Colonial Theme

Endeavor

It is a time when the maps of the world are still being filled in. Seagoing empires expand their frontiers by sending ships to the farthest reaches of the globe in search of new lands, new alliances, and new conquests. The wealth of the newly-discovered worlds abroad is a tempting prize for those with the strength and the cunning to seize it... and to hold it!
You represent a growing empire engaged in a glorious endeavor to expand your
influence and status at home and across the great oceans of the world. Through exploration and shipping, colonization and war, you will struggle with the other great powers to control the resources and the regions that unfold before you.

The goal in Endeavor is to earn the most glory for your empire. Players earn glory by increasing their scores in Industry, Culture, Finance, and Politics, as well as by occupying cities, controlling connections between cities, and by holding certain Asset Cards and Building Tiles. Short-term goals of constructing useful buildings, gathering Trade Tokens, and obtaining Asset Cards must be balanced with the overall goal of attaining glory as you compete for control over the various regions of the world. The game only lasts seven rounds, and when it is over you want to be the one who has earned the most Glory points!

Each round every player gets to build a new building, based on their Industry track. They then obtain new population markers based on their Culture track and retrieve used markers from building based on their Finance track. During the action phase, players take turns to either activate a building using a population marker or spend trade tokens to take an action: Ship, Occupy, Attack, Payment or Draw. Some buildings and tokens allow a player to take one or both of two actions. Shipping is used to open new regions for Occupation and Drawing, and gains you Trade Tokens. Once a shipping track is full, the player with the most influence in that region gains the powerful Governor card for that region. Occupation of a city results in glory and Trade Tokens, while Attacking steals a city from an opponent!
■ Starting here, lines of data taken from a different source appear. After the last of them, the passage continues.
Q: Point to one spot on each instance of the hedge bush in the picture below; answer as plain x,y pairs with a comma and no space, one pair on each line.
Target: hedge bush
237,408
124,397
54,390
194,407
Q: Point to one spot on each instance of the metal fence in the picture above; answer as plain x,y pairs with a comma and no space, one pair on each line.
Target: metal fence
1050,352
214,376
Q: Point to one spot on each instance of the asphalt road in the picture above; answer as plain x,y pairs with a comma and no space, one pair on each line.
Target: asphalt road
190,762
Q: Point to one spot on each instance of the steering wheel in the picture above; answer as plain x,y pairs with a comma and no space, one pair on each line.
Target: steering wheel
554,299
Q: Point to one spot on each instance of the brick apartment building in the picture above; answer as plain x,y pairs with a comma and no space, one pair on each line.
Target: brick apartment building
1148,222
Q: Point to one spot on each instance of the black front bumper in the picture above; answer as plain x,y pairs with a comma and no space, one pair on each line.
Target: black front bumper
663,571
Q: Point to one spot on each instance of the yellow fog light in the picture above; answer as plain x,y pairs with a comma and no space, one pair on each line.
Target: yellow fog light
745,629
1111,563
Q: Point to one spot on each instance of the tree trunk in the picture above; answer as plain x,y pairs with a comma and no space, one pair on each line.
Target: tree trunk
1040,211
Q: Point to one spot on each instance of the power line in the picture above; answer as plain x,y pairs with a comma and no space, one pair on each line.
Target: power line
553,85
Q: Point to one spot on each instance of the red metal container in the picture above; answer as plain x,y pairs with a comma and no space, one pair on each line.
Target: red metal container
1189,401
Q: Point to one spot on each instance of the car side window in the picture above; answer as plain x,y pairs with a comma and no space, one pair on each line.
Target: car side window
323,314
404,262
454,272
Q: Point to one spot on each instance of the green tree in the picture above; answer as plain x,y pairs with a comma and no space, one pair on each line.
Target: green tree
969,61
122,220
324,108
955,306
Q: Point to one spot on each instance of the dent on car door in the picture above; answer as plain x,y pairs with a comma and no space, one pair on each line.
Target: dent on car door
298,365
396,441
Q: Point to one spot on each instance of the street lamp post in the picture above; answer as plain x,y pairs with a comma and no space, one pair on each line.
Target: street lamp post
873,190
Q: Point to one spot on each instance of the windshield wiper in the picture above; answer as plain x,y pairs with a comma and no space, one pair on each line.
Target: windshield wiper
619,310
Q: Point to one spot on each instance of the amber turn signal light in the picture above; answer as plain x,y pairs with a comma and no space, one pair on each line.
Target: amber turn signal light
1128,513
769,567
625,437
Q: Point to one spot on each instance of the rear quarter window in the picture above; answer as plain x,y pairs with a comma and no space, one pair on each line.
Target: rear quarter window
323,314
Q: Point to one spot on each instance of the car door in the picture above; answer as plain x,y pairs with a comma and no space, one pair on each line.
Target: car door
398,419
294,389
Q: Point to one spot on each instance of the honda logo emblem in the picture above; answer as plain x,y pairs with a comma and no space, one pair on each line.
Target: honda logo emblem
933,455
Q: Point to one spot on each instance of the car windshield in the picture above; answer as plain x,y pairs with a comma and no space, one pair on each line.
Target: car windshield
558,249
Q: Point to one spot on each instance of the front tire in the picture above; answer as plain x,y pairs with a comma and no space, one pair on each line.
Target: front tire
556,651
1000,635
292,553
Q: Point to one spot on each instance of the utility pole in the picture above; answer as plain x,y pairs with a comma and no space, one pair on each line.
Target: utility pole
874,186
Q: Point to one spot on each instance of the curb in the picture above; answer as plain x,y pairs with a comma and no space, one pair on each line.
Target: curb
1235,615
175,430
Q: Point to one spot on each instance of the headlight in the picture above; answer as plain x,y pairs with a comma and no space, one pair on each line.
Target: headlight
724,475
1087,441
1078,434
Either Occupation or Attacking can result in claiming the connection between two cities, if both connected cities are controlled by the same player. Drawing gains a card from a region up to the maximum hand limit based on the player's Politics track. A player's influence in a region determines which cards they can draw. Once all players have passed, a new round begins.

Goa

Goa, a strategy game of auctions and resource management, is set at the start of the 16th century: beautiful beaches, a mild climate, and one of the most important trading centers in the world. Competing companies deal in spices, send ships and colonists into the world, and invest money. Are you on top or at the bottom? It depends on how you invest your profits. Will you make your ships more efficient? Enhance your plantations? Recruit more colonists? Only a steady hand in business will help.

Each turn begins with an auction phase, where each player gets to auction one item (and the starting player two items). The first item being auctioned gives the right to go first the next turn (along with a card that gives an extra action). If you buy your own item, you pay it to the bank. If someone else buys the item you sell, they pay you. Items include plantations complete with crops, income tiles (income in money, ships, plantation refills each turn etc.), ships, settlers, and later on tiles that score points for certain achievements.

After the auction, players get three actions to either improve their technologies or produce things such as spices on plantations, ships, money or build more plantations. Each player has a board showing their advancement for various things: getting ships, planting new spices, getting colonists, etc. The more a player advances along one track, the better one is doing that particular action. The further you get along a certain track, the more points that track is worth at the end, and there are also rewards to the first player who reaches the last two levels along each track. On the other hand, each player normally needs to perform the actions for all the tracks at some point, so it's not necessarily a good idea to concentrate on just a couple of them. Goa is a game that gives plenty of opportunity for tough decisions, since a player always has at least one action too few.

The game mixes an interactive element of the auction, which encourages you to nominate things that other players want so you receive cash with the solitaire management of your plantation, which then interacts later on as players race to be first in the top tech levels.

The 2012 edition of Goa includes four new tiles and a new play variant, as noted on the cover of the Z-Man Games edition.

Navegador

This game is inspired by the Portuguese Age of Discoveries in the 15th-16th century. Players take actions such as contracting men, acquiring ships and buildings, sailing the seas, establishing colonies in discovered lands, trading goods on the market, and getting privileges.

Each player starts with only two ships and three workers and tries to expand his wealth.

There are several undiscovered lands that allow players, once discovered, to found some colonies there. Colonies exist in different places where sugar, gold and spices are available and can be sold to the market to make some money. Money is used to build ships, erect buildings such as factories, shipyards and churches, and to get workers. Workers are necessary to found colonies or to acquire buildings and privileges, which exist in five categories and therefore encourage players to follow different strategies competing with each other.

At the end of the game the player who is most successful in combining his privileges with his achievements (colonies, factories, discoveries, shipyards, and churches) is the winner.